Opinião

(Im)penhorabilidade de imóvel alienado fiduciariamente em execução de débito condominial

Autor

  • Otávio Augusto Barroso Miotto

    é especialista em Direito Empresarial Aplicado pela Faculdade da Indústria formado em Direito pelo Centro Universitário Curitiba e graduando em Ciências Contábeis pela Fundação Instituto de Pesquisas Contábeis Atuariais e Financeiras.

27 de dezembro de 2023, 7h11

A Lei 9.514 de 1997, que regulamenta a alienação fiduciária de bens imóveis, transformou as modalidades de garantia de compra e venda de imóveis no país.

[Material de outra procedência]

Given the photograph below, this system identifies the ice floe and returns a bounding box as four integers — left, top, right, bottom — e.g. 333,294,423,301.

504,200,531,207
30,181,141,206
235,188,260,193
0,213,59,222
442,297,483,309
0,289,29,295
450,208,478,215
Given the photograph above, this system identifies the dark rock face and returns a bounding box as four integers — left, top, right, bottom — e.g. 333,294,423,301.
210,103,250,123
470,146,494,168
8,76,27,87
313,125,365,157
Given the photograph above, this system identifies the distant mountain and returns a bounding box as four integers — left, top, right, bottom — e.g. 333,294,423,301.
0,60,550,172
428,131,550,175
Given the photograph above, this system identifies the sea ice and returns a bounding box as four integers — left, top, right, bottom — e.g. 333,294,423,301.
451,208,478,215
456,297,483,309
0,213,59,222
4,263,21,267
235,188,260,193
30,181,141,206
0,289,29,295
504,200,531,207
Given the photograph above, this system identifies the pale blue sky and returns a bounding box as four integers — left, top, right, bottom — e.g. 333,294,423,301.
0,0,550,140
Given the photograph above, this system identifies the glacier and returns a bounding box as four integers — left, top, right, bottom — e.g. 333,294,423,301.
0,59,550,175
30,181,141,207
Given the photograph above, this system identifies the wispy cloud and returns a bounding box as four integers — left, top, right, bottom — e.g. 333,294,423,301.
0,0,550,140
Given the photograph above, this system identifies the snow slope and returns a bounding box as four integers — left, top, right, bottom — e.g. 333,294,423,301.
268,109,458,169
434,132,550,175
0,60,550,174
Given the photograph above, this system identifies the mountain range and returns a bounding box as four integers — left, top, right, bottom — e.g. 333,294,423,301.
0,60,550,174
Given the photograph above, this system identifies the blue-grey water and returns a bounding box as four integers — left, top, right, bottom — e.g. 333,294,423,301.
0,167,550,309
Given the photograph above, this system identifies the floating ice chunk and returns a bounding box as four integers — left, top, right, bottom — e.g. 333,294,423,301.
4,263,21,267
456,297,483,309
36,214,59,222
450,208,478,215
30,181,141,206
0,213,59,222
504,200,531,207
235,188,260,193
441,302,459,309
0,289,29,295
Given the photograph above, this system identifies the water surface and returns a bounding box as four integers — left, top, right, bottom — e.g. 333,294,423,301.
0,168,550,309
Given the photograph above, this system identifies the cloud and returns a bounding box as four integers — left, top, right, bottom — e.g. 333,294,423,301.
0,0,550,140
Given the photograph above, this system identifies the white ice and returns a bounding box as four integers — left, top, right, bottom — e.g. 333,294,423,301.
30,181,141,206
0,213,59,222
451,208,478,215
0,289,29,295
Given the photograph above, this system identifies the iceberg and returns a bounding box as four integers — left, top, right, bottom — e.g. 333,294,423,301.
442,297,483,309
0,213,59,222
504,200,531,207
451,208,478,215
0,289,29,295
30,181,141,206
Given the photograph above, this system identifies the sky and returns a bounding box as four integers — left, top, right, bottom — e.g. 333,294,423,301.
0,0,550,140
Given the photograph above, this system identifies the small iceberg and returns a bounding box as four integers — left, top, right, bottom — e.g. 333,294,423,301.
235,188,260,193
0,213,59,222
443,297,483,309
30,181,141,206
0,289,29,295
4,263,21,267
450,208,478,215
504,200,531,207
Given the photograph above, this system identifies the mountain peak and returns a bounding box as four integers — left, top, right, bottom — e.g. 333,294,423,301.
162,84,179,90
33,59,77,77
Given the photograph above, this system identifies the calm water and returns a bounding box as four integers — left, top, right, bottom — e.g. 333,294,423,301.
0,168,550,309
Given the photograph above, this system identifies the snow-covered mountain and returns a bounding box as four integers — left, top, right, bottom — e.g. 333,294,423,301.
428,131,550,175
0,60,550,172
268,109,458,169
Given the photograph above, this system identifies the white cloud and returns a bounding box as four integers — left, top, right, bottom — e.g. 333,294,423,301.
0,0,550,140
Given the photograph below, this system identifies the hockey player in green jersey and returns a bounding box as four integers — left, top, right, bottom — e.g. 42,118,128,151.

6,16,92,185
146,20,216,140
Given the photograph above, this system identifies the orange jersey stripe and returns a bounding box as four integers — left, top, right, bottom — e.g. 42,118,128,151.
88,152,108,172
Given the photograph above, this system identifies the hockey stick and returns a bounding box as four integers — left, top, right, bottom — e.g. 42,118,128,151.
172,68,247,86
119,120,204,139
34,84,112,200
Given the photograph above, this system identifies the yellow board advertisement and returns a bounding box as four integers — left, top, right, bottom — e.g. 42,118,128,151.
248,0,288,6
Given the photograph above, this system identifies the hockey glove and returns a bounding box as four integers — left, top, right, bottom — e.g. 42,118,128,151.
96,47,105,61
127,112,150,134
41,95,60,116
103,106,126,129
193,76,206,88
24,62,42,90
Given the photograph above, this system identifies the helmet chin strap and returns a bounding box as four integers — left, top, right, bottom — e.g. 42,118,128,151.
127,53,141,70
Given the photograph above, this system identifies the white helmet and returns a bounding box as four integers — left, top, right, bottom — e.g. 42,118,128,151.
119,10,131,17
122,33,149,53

Diante da segurança jurídica propiciada pelo instituto no que tange ao célere procedimento executório, promovido extrajudicialmente pelos registros de imóveis, os efeitos dessa modalidade de garantia foram extremamente mais vantajosos do que a utilização da hipoteca para os financiamentos imobiliários.

Tais informações são resultados da funcionalidade da alienação fiduciária pelos credores e bancos financiadores, como forma de garantia aos contratos de compra e venda, propiciando uma redução de risco às detentoras do crédito e, no caso das instituições financeiras, uma possibilidade de redução dos juros da contratação.

Todavia, a possibilidade de penhora sobre bem alienado fiduciariamente por despesas condominiais tem sido objeto de muitas discussões no âmbito jurídico do país.

Em decisão proferida recentemente pela 3ª Turma do Superior Tribunal de Justiça (REsp 2.036.289/RS), entendeu a ministra relatora Nancy Andrighi, em seu voto, “que o imóvel alienado fiduciariamente, não pode ser penhorado em execução de despesas condominiais de responsabilidade do devedor fiduciante”.

Na decisão, a ministra asseverou que a classificação de uma “obrigação como propter rem dependerá de como estará regulamentada pelo ordenamento jurídico e, no que se refere aos débitos condominiais, o caráter da ambulatoriedade é retirado do artigo 1.345 do CC”.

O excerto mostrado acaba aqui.